Mais les premières réactions au moment du lancement de l’iPhone 4S puis de l’iPhone 5 étaient catastrophiques pour la firme. Les gens étaient très déçus…

Nos attentes sont trop élevées. On voudrait qu’Apple guérisse le cancer et mette fin à la famine dans le monde…

Ce mois-ci, Tim Cook s’est excusé pour l’application Maps, arrivée avec iOS 6 alors qu’elle n’était pas du tout au point. C’était une première pour Apple. N’était-ce pas une erreur pour l’image de marque de l’entreprise?

Une erreur de s’être excusé? Dieu non. Je comprends l’argument «ils ont montré une faiblesse». Au moment de l’ «Antennagate», Steve Jobs ne s’est pas excusé.

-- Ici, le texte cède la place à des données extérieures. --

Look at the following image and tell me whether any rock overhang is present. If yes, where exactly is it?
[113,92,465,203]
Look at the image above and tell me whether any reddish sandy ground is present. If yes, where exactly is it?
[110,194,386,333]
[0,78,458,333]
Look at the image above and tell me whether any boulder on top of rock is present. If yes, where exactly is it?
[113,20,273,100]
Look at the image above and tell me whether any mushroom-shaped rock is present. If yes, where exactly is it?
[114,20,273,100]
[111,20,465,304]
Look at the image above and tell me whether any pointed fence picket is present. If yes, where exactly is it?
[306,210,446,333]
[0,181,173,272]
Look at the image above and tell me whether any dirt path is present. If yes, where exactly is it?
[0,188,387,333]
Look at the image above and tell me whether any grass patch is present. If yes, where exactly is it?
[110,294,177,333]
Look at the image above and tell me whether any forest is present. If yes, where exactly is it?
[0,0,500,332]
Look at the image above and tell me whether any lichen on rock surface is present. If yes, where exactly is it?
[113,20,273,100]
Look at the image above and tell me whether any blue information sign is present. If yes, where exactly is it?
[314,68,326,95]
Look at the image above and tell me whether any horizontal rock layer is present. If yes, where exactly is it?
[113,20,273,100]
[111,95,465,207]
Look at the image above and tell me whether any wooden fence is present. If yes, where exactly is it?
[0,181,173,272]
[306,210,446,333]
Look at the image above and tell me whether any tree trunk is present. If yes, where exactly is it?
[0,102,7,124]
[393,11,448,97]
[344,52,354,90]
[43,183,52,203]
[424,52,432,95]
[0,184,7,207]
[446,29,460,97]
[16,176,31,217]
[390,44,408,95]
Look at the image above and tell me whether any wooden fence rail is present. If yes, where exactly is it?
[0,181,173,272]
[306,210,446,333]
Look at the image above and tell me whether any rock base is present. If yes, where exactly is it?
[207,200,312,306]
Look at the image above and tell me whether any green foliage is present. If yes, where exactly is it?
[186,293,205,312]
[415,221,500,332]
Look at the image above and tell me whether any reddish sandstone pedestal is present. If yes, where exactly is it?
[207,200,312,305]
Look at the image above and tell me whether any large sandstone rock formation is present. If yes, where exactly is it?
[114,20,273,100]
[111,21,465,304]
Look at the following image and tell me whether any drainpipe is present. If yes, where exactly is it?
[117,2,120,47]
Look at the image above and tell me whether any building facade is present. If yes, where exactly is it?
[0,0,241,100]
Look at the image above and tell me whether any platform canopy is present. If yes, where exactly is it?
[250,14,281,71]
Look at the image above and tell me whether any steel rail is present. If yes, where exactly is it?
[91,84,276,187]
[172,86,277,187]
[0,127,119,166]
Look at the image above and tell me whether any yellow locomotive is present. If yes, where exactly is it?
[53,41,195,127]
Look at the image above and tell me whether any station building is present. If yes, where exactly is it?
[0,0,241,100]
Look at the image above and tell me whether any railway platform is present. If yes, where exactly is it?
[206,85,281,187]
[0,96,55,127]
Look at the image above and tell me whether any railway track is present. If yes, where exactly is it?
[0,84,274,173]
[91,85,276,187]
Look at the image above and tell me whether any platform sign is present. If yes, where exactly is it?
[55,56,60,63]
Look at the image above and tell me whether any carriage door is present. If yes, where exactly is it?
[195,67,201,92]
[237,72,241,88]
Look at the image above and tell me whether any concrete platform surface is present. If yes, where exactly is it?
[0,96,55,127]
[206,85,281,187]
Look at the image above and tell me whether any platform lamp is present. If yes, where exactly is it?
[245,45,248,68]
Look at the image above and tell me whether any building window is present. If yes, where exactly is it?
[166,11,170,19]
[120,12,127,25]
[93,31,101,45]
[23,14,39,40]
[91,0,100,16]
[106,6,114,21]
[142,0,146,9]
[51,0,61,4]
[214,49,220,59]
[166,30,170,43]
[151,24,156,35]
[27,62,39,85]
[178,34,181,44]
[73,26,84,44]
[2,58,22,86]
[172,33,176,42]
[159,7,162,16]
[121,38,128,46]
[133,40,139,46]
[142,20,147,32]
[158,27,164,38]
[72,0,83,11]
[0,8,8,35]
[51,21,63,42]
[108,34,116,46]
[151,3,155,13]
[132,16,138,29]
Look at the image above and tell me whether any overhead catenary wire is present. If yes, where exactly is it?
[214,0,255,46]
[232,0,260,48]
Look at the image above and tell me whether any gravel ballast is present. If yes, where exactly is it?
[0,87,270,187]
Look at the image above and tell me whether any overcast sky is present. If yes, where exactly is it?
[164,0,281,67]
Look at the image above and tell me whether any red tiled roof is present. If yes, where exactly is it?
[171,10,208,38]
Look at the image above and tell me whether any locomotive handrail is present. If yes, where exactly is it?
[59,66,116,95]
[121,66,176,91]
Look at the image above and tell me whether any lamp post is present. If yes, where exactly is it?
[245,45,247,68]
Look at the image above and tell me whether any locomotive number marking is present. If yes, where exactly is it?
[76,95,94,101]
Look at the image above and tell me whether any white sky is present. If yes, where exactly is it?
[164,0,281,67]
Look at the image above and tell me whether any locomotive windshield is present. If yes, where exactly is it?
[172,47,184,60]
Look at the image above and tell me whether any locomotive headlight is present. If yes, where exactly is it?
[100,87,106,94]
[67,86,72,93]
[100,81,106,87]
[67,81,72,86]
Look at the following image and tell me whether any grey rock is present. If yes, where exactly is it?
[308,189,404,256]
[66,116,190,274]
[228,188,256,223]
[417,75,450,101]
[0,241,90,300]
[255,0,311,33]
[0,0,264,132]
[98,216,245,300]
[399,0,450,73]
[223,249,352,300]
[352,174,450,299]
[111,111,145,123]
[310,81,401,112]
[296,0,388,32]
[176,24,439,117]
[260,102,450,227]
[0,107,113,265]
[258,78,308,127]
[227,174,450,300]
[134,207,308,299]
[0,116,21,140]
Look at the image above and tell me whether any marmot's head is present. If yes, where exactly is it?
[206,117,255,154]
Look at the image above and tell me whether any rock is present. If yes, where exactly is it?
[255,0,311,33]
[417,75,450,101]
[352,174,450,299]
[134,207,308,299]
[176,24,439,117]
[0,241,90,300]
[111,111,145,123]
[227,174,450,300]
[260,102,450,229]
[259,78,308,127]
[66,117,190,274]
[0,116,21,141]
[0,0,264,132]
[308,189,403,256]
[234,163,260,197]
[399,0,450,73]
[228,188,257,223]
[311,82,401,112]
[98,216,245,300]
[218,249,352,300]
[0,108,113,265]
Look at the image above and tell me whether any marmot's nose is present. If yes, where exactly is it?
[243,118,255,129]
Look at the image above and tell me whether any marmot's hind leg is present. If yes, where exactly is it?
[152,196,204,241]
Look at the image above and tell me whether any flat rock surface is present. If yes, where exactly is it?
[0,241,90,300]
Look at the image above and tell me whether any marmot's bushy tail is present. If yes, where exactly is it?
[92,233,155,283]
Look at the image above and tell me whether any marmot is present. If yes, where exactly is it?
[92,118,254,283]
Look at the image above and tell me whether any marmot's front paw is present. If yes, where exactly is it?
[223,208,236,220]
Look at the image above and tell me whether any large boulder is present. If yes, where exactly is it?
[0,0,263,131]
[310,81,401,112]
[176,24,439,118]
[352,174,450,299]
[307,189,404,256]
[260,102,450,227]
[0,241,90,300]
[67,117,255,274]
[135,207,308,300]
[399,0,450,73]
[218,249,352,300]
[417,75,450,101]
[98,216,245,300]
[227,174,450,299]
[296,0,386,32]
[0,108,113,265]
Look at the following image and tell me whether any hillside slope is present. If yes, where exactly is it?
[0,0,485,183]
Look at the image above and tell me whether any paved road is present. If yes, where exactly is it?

Et ce qu’il a dit [les utilisateurs ne savent pas tenir leur téléphone] était insultant. Je pense au contraire que Tim Cook a montré de l’humilité en faisant ça. Il a été honnête. Il y a dix ans, la communauté Apple était minuscule. Elle était composée de fans de Macs uniquement. Apple pouvait dire «ce n’est pas un problème» puis réparer l’erreur un peu plus tard. Mais quand vous avez des centaines de millions de clients à travers le monde, ces gens-là ne tolèrent pas qu’on leur dise qu’ils tiennent mal leur téléphone. En revanche, c’était une énorme erreur d’avoir évincé Google Maps et lancé Apple Maps alors que l’application n’était pas du tout au point. Pourquoi avoir lancé une application moins bien? Je ne comprends toujours pas.

Vous être plongé dans l’univers Apple pour Fortune et pour écrire «Inside Apple», cela ne vous influence pas? Vous n’avez pas fini par avoir un penchant pour la pomme?

C’est une question légitime. Je ne suis pas un expert en produits. Je me penche surtout sur la stratégie d’Apple, ses pratiques, le fonctionnement de l’entreprise. A côté de ça, ma boîte me prête un PC pour travailler, j’ai écrit Inside Apple sur un ordinateur HP. J’ai un iPad, mais aussi un Kindle Fire pour voir. Le smartphone que j’utilise en priorité est BlackBerry. J’ai pris un iPhone à côté pour les applications sociales… qui me servent à promouvoir mon livre (rires).